Mereka itu terdiri dari empat orang yang menggotongnya ke hadapan Yesus. Mereka tidak bisa menyembuhkan si lumpuh. Namun, mereka percaya bahwa Yesus bisa menyembuhkannya. Maka, mereka berkolaborasi untuk memikul si lumpuh dan membawanya kepada Yesus supaya disembuhkannya sehingga bisa menikmati hidup lebih baik.
Para saudara, membantu orang lain agar dapat hidup lebih baik, adalah tugas perutusan Gereja, umat Allah, di mana pun berada. Membantu orang lain agar dapat hidup lebih baik adalah soal menghormati dan mengangkat martabat hidup sesama.

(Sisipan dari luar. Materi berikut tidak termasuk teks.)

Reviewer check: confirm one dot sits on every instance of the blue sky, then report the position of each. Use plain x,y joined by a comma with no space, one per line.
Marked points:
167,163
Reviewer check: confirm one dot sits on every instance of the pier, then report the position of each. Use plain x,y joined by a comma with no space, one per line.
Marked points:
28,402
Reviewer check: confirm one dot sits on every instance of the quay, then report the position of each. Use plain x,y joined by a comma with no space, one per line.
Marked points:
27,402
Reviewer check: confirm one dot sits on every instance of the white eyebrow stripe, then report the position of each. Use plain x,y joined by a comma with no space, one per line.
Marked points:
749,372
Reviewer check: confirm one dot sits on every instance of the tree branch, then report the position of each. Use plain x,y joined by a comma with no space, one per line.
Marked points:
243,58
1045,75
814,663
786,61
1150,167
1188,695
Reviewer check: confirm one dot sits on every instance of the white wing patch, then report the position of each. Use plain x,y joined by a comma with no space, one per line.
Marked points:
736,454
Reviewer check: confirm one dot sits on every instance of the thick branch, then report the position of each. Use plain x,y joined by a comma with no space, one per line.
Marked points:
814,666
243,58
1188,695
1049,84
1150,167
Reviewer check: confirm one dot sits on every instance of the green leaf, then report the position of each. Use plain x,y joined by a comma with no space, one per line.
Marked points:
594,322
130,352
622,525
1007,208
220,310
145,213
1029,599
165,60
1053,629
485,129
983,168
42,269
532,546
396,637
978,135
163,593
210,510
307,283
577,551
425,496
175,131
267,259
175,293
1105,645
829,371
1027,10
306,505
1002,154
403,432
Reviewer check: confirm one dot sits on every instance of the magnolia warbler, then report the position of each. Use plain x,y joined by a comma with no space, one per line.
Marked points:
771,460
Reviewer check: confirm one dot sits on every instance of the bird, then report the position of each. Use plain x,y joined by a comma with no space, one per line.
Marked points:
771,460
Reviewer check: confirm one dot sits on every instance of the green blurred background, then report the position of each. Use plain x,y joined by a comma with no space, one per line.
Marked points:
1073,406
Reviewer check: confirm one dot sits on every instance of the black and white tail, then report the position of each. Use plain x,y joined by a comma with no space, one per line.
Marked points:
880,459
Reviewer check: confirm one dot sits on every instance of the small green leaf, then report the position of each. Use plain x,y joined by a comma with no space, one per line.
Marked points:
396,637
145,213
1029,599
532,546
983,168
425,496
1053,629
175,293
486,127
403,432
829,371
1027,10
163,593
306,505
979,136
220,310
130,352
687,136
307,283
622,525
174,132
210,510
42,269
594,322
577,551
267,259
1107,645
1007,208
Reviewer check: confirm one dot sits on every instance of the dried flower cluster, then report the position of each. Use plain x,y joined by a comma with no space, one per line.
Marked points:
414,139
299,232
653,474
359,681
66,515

Paus Fransiskus berkata, “Seperti apa pun penampilannya, setiap orang sangat kudus dan layak dikasihi serta dilayani. Akibatnya, jika saya dapat membantu setidaknya satu orang untuk hidup yang lebih baik, hal itu telah membenarkan persembahan hidup saya. Sungguh mengagumkan menjadi umat Allah yang peduli” (Seruan Apostolik Sukacita Injil, No. 274).
Empat penggotong si lumpuh tidak sanggup melakukannya sendiri. Maka, mereka bekerja sama, setidaknya membantu satu orang yang menderita lumpuh agar bisa menikmati hidup lebih baik. Begitulah kepedulian terhadap orang yang lemah dan miskin kesehatannya mesti dibangun.
Para penggotong itu bekerja sama, bukan hanya mengandalkan tenaga dan pikiran, tetapi juga iman. Oleh sebab itu, melihat iman mereka, Yesus berkata kepada orang lumpuh itu, “Hai anak-Ku, dosamu sudah diampuni!” (Mrk 2:5). Rasa hormat dan kasih kebapaan dinyatakan oleh Yesus kepada si lumpuh dengan berkata, “Hai anak-Ku…” Ini adalah sebuah sapaan yang menyejukkan hati. Sebuah sapaan hangat yang menyentuh rasa. Pribadi Yesus telah menghadirkan kasih dan ke-Bapa-an Allah di surga.
Saudara-saudari seiman, mari kita belajar dari empat penggotong si lumpuh bagaimana mereka menaruh kepedulian kepada saudara yang lemah dan miskin kesehatannya. Terlebih, mari kita belajar dari kebapaan Yesus, Sang Guru, bagaimana menjadi orang yang peduli terhadap sesama dan mengungkapkannya dengan tindakan serta kata-kata yang manusiawi, ramah dan lembut. Bahkan kepedulian dan tindakan-Nya terhadap si lumpuh bisa menggerakkan hati mereka semua untuk takjub lalu memuliakan Allah.